As she spoke, Julina noted that Amrhost rode alone, paying little or no attention to his surroundings. She frowned, wondering what was on the northerner's mind. `If it happens that you are plotting against us, Master Amrhost,' she though to herself, `then I shall deal with you personally!'
Late that night they made camp in a field by the river. The sky was clear, the sky velvet black, the stars hard in their brilliance. Bisecting the sky was a bright smear of starlight-- the Milky Way. In that far-off day and age, the stars were enough to illuminate, and to cast pale shadows. Darting to and fro across the green fields in search of insect prey were various nightbirds, now long extinct and once related to the swallow, with the same knife-shaped wings and spectacular aerobatics. Rhia noticed the lights of a town in the distance.
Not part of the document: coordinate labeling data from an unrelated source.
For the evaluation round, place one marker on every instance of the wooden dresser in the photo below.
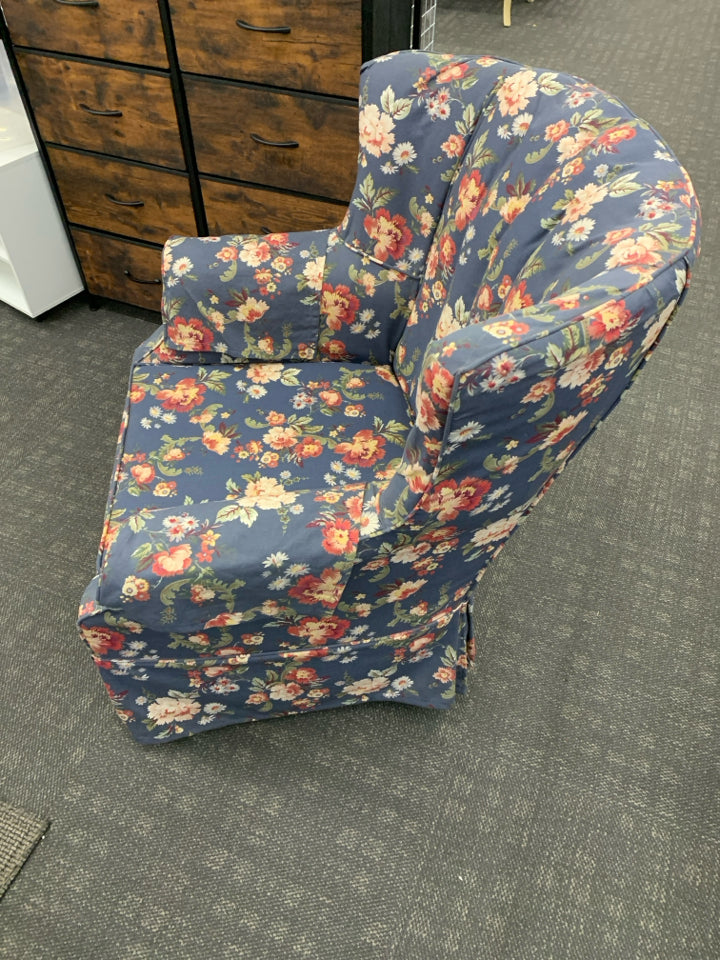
(194, 117)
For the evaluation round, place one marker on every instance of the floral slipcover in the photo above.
(333, 432)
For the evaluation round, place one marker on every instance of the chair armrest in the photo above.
(249, 297)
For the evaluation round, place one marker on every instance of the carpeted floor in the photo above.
(566, 809)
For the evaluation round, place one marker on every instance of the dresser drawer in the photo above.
(282, 140)
(120, 111)
(234, 208)
(302, 44)
(123, 197)
(120, 269)
(112, 29)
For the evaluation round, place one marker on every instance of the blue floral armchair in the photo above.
(333, 432)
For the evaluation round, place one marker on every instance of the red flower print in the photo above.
(102, 639)
(440, 382)
(454, 146)
(470, 196)
(143, 473)
(168, 563)
(308, 447)
(450, 498)
(190, 335)
(326, 589)
(390, 233)
(334, 350)
(447, 250)
(616, 135)
(517, 298)
(184, 396)
(453, 71)
(556, 131)
(610, 321)
(338, 305)
(340, 537)
(364, 450)
(302, 675)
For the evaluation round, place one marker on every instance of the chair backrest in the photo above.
(565, 232)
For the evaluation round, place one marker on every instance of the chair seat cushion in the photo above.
(198, 434)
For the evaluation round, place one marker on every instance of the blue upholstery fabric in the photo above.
(334, 432)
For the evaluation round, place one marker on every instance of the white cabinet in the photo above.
(37, 267)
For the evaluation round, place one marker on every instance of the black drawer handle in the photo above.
(100, 113)
(137, 279)
(287, 144)
(125, 203)
(251, 26)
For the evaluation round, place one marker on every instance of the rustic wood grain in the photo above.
(147, 129)
(105, 260)
(322, 51)
(234, 208)
(87, 184)
(223, 117)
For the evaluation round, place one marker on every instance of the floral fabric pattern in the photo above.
(333, 432)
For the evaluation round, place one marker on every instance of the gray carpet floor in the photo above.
(566, 809)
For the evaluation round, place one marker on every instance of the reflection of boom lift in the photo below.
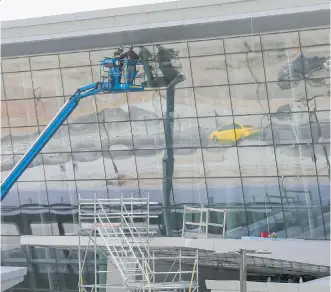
(108, 83)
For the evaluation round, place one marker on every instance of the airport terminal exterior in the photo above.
(236, 116)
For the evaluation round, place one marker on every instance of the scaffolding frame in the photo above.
(119, 228)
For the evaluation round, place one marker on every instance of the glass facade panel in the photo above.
(240, 123)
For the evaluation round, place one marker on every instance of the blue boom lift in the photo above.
(109, 83)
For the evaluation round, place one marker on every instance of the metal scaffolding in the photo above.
(120, 230)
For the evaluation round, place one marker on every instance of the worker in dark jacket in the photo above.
(132, 59)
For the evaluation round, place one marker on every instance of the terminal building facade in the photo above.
(235, 115)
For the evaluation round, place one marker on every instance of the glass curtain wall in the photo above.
(240, 123)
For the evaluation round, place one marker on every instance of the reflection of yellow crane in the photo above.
(233, 132)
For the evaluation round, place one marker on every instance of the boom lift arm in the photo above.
(109, 83)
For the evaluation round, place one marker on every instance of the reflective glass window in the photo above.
(190, 191)
(47, 108)
(4, 114)
(147, 134)
(280, 41)
(302, 208)
(88, 165)
(316, 61)
(217, 132)
(112, 107)
(245, 68)
(22, 112)
(220, 162)
(257, 161)
(184, 103)
(209, 70)
(188, 163)
(185, 133)
(74, 78)
(295, 160)
(253, 130)
(150, 163)
(84, 137)
(120, 164)
(145, 105)
(213, 101)
(44, 62)
(204, 48)
(47, 83)
(249, 99)
(291, 128)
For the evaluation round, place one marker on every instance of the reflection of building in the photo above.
(200, 78)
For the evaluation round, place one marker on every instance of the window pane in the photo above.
(282, 66)
(171, 51)
(242, 44)
(287, 100)
(209, 70)
(6, 147)
(320, 126)
(145, 105)
(249, 99)
(23, 138)
(315, 37)
(203, 48)
(87, 189)
(302, 209)
(190, 191)
(217, 132)
(188, 163)
(86, 112)
(60, 141)
(4, 114)
(184, 103)
(148, 134)
(116, 136)
(35, 171)
(58, 166)
(18, 85)
(280, 41)
(245, 68)
(173, 72)
(112, 107)
(257, 161)
(47, 109)
(221, 162)
(315, 61)
(150, 163)
(75, 59)
(47, 83)
(15, 65)
(318, 94)
(291, 128)
(88, 165)
(264, 206)
(213, 101)
(22, 113)
(44, 62)
(227, 193)
(123, 187)
(295, 160)
(253, 130)
(120, 164)
(186, 133)
(74, 78)
(85, 137)
(151, 188)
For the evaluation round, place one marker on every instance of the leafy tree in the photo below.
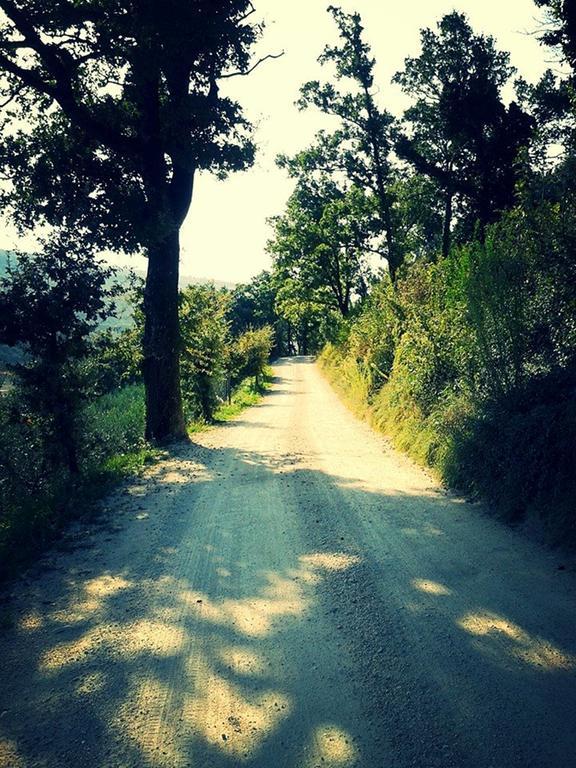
(360, 149)
(253, 305)
(251, 354)
(113, 108)
(561, 31)
(320, 243)
(205, 346)
(461, 134)
(50, 304)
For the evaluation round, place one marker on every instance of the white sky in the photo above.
(225, 233)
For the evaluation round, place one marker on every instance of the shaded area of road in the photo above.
(291, 593)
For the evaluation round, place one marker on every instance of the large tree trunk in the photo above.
(161, 368)
(447, 229)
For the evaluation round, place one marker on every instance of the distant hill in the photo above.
(123, 318)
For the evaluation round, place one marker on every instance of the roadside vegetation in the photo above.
(72, 421)
(428, 257)
(461, 345)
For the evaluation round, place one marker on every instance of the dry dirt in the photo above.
(290, 592)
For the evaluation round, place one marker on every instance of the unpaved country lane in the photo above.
(291, 593)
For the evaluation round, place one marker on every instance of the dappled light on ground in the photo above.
(501, 635)
(272, 599)
(119, 640)
(157, 743)
(9, 757)
(331, 747)
(229, 719)
(431, 587)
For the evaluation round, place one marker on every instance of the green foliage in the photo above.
(205, 348)
(359, 150)
(37, 492)
(50, 303)
(251, 354)
(458, 131)
(476, 371)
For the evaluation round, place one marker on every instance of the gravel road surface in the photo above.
(290, 593)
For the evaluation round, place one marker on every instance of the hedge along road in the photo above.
(291, 592)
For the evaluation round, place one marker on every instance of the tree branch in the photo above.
(253, 67)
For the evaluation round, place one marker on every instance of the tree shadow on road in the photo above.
(210, 648)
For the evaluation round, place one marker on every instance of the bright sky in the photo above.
(225, 234)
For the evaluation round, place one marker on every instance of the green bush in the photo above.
(469, 366)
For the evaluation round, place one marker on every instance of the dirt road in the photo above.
(290, 593)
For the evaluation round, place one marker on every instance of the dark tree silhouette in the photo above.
(110, 110)
(460, 132)
(361, 147)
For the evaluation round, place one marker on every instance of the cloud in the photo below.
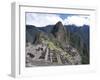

"That is Woodfalen," Nylandor told her. "The road will take us through it tomorrow, and across the bridge which lies just beyond."
The next morning Rhia woke to a day that was chill and cloudy, and there was a dampness in the air, but by late morning the sky was blue again, with white clouds drifting sedately by. Before noon they had passed through Woodfalen and reached the bridge beyond.
Even to Rhia's eyes, Woodfalen had seemed a rustic place. The streets were narrow and rutted, the dwellings thatched and built of field stone, the windows small and shuttered. There were many high fences made of brambles that seemed mainly to line the road, as though to impress upon passersby that the stoic inhabitants had no love of strangers.